Index: src/java/org/apache/solr/request/SimpleFacets.java
===================================================================
--- src/java/org/apache/solr/request/SimpleFacets.java (revision 809880)
+++ src/java/org/apache/solr/request/SimpleFacets.java (working copy)
@@ -29,6 +29,7 @@
import org.apache.solr.common.params.SolrParams;
import org.apache.solr.common.params.CommonParams;
import org.apache.solr.common.params.FacetParams.FacetDateOther;
+import org.apache.solr.common.params.FacetParams.FacetDateExclusive;
import org.apache.solr.common.util.NamedList;
import org.apache.solr.common.util.SimpleOrderedMap;
import org.apache.solr.common.util.StrUtils;
@@ -586,6 +587,32 @@
"date facet 'end' comes before 'start': "+endS+" < "+startS);
}
+ boolean startInclusive = true;
+ boolean endInclusive = true;
+ final String[] exclusiveP =
+ params.getFieldParams(f,FacetParams.FACET_DATE_EXCLUSIVE);
+ if (null != exclusiveP && 0 < exclusiveP.length) {
+ Set<FacetDateExclusive> exclusives
+ = EnumSet.noneOf(FacetDateExclusive.class);
+
+ for (final String e : exclusiveP) {
+ exclusives.add(FacetDateExclusive.get(e));
+ }
+
+ if(! exclusives.contains(FacetDateExclusive.NEITHER) ) {
+ boolean both = exclusives.contains(FacetDateExclusive.BOTH);
+
+ if(both || exclusives.contains(FacetDateExclusive.START)) {
+ startInclusive = false;
+ }
+
+ if(both || exclusives.contains(FacetDateExclusive.END)) {
+ endInclusive = false;
+ }
+ }
+ }
+
+
final String gap = required.getFieldParam(f,FacetParams.FACET_DATE_GAP);
final DateMathParser dmp = new DateMathParser(ft.UTC, Locale.US);
dmp.setNow(NOW);
@@ -610,7 +637,7 @@
(SolrException.ErrorCode.BAD_REQUEST,
"date facet infinite loop (is gap negative?)");
}
- resInner.add(label, rangeCount(sf,low,high,true,true));
+ resInner.add(label,
rangeCount(sf,low,high,startInclusive,endInclusive));
low = high;
}
} catch (java.text.ParseException e) {
@@ -639,15 +666,15 @@
if (all || others.contains(FacetDateOther.BEFORE)) {
resInner.add(FacetDateOther.BEFORE.toString(),
- rangeCount(sf,null,start,false,false));
+ rangeCount(sf,null,start,false,!startInclusive));
}
if (all || others.contains(FacetDateOther.AFTER)) {
resInner.add(FacetDateOther.AFTER.toString(),
- rangeCount(sf,end,null,false,false));
+ rangeCount(sf,end,null,!endInclusive,false));
}
if (all || others.contains(FacetDateOther.BETWEEN)) {
resInner.add(FacetDateOther.BETWEEN.toString(),
- rangeCount(sf,start,end,true,true));
+ rangeCount(sf,start,end,startInclusive,endInclusive));
}
}
}
Index: src/common/org/apache/solr/common/params/FacetParams.java
===================================================================
--- src/common/org/apache/solr/common/params/FacetParams.java (revision
809880)
+++ src/common/org/apache/solr/common/params/FacetParams.java (working copy)
@@ -150,6 +150,14 @@
* @see FacetDateOther
*/
public static final String FACET_DATE_OTHER = FACET_DATE + ".other";
+ /**
+ * String indicating whether ranges for date range faceting
+ * should be exclusive or inclusive.
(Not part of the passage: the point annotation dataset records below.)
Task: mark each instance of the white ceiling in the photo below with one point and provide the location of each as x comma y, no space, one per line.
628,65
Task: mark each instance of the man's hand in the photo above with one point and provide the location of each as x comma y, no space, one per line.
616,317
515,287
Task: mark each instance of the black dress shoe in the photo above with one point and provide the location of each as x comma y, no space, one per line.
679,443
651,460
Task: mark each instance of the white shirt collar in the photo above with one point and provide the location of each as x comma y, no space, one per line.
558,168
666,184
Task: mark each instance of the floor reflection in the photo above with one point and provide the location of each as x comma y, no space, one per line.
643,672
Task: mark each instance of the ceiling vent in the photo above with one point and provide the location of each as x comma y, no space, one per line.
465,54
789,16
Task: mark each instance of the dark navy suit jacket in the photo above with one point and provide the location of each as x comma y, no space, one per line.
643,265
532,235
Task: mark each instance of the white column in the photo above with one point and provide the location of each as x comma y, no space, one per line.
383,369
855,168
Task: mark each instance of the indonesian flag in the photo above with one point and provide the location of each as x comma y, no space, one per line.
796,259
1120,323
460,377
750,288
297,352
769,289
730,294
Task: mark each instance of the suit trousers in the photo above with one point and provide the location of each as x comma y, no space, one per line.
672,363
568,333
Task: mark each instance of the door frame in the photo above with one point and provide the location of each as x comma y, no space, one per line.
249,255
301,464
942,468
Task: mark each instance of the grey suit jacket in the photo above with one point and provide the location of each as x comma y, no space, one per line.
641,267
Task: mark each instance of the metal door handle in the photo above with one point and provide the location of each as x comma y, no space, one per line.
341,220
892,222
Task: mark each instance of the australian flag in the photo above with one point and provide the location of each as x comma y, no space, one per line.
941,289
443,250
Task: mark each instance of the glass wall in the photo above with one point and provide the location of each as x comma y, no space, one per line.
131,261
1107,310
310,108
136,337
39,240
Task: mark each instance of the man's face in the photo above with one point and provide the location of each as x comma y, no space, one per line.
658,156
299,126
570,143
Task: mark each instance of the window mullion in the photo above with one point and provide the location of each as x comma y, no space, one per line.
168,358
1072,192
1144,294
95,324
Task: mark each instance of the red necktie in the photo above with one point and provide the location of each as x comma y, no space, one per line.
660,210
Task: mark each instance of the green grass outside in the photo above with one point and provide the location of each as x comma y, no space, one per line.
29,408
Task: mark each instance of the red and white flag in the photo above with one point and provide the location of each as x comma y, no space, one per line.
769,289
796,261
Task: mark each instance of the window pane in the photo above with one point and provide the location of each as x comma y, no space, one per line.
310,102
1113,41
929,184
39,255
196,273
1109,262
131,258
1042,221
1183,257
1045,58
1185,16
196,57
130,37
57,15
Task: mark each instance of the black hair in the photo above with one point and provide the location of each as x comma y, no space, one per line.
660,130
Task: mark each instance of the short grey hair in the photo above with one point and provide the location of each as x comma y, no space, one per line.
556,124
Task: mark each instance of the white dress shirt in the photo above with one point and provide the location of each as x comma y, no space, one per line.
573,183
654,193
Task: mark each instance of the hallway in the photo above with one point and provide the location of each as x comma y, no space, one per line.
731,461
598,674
By default both the start and
+ * end point are inclusive.
+ * Can be overriden on a per field basis.
+ * @see FacetDateExclusive
+ */
+ public static final String FACET_DATE_EXCLUSIVE = FACET_DATE + ".exclusive";
/**
* An enumeration of the legal values for FACET_DATE_OTHER...
@@ -176,6 +184,34 @@
}
}
+ /**
+ * An enumeration of the legal values for FACET_DATE_EXCLUSIVE...
+ * <ul>
+ * <li>start = the start point for each range is exclusive
+ * (i.e. {start,end] ) </li>
+ * <li>end = the end point for each range is exclusive
+ * (i.e. [start,end} )</li>
+ * <li>both = both points are exclusive, this means fields which
+ * match exactly to one of the intermdiate and start/end points are
+ * not counted</li>
+ * <li>neither = neither the lower nor the upper point are
+ * exclusive, this is the default</li>
+ * </ul>
+ * @see FACET_DATE_EXCLUSIVE
+ */
+ public enum FacetDateExclusive {
+ START, END, BOTH, NEITHER;
+ public String toString() { return super.toString().toLowerCase(); }
+ public static FacetDateExclusive get(String label) {
+ try {
+ return valueOf(label.toUpperCase());
+ } catch (IllegalArgumentException e) {
+ throw new SolrException
+ (SolrException.ErrorCode.BAD_REQUEST,
+ label+" is not a valid type of 'exclusive' date facet
information",e);
+ }
+ }
+ }
}